When to Use Concurrency — Hands-on Tasks¶

Exercises in deciding whether and how to use concurrency. Each task gives a scenario; you decide, justify, and implement (or refuse). Sample solutions at the end.

Easy¶

Task 1 — Classify workloads¶

For each scenario, decide: I/O-bound, CPU-bound, memory-bandwidth-bound, mixed, or trivial.

Reading a 1 MB JSON file and decoding it.
Multiplying two 1000×1000 matrices.
Calling 5 microservices and combining their JSON responses.
Computing the SHA-256 of a 1 GB byte slice.
Iterating over a 100-element slice and summing.
Writing 1000 events to a Kafka topic.
Sorting a 1M-element int slice.
Reading a 10 GB file and computing per-line checksums.

Task 2 — Decide: concurrent or sequential?¶

For each of these, decide whether to use concurrency:

A CLI tool that reads one file, processes it, writes one output file.
A web handler that authenticates and returns user details.
A batch job that calls 100 backends in parallel.
A worker that processes 10 jobs/sec from a queue.
A function that computes the median of a slice.
A goroutine that maintains a periodic heartbeat.

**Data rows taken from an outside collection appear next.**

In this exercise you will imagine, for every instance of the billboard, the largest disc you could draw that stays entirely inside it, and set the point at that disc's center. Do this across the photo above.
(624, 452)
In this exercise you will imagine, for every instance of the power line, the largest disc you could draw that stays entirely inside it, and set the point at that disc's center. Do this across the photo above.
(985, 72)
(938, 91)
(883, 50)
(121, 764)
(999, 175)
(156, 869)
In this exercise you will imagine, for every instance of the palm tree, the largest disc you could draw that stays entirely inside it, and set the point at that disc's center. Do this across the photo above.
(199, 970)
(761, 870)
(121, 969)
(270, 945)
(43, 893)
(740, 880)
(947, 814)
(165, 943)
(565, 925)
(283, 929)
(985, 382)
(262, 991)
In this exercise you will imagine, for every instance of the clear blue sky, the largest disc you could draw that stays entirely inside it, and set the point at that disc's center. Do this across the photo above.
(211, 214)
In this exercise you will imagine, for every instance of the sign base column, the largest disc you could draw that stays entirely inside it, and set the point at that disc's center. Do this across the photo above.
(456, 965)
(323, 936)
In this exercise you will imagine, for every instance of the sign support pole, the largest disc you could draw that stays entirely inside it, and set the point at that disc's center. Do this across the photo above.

Task 3 — Measure sequential vs concurrent¶

Take Exercise 1 from 01-what-is-concurrency/optimize.md (FetchAll). Implement both sequential and concurrent versions. Measure both. Quantify the speedup.

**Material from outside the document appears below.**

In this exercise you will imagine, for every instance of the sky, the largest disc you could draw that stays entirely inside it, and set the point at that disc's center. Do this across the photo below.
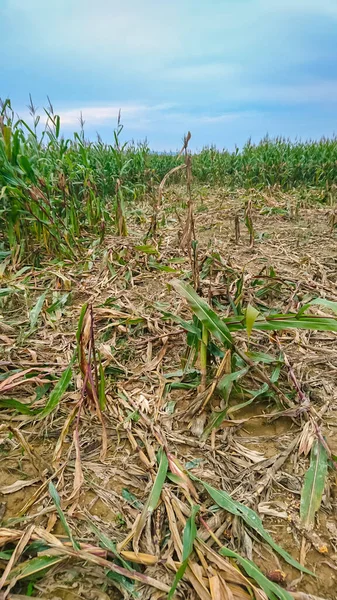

Task 4 — Identify overengineering¶

Look at this code:

func sum(data []int) int {
    var s atomic.Int64
    var wg sync.WaitGroup
    for _, v := range data {
        wg.Add(1)
        go func(v int) {
            defer wg.Done()
            s.Add(int64(v))
        }(v)
    }
    wg.Wait()
    return int(s.Load())
}

Why is this slow? Refactor to a sequential version. Benchmark to confirm sequential is faster.

Task 5 — Apply Amdahl¶

You have a program where 70% of time is parallelisable. You have 16 cores. What is the theoretical max speedup? Does adding more cores beyond 16 help significantly?

Medium¶

Task 6 — Worker pool sizing¶

Build a worker pool that processes API calls. Each call takes ~100 ms on average; ~50% of time is wait. You have a single CPU. Each call uses a single DB connection.

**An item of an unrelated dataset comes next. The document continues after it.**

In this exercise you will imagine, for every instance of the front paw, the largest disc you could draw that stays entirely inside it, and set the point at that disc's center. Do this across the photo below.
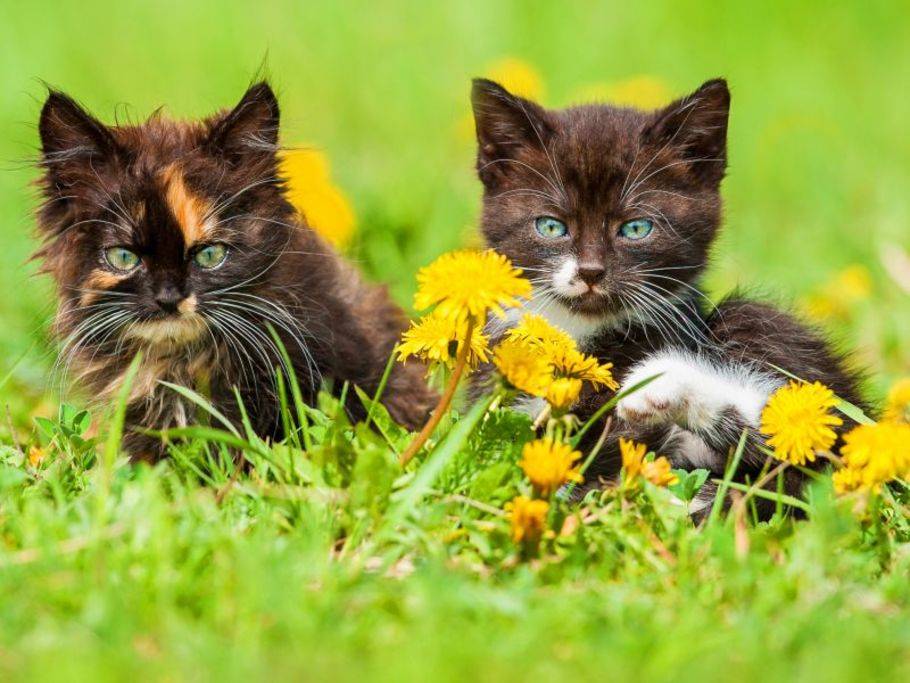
(683, 390)
(665, 400)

You have 8 DB connections in the pool.

How many workers? Why?

Task 7 — Service design¶

Design the concurrency for a search-as-you-type service:

Frontend sends one query per keystroke.
Backend queries 3 services (suggestions, recent, popular).
Backend aggregates and ranks results.
Goal: p99 latency under 100 ms.

Sketch the implementation. Quantify expected latency.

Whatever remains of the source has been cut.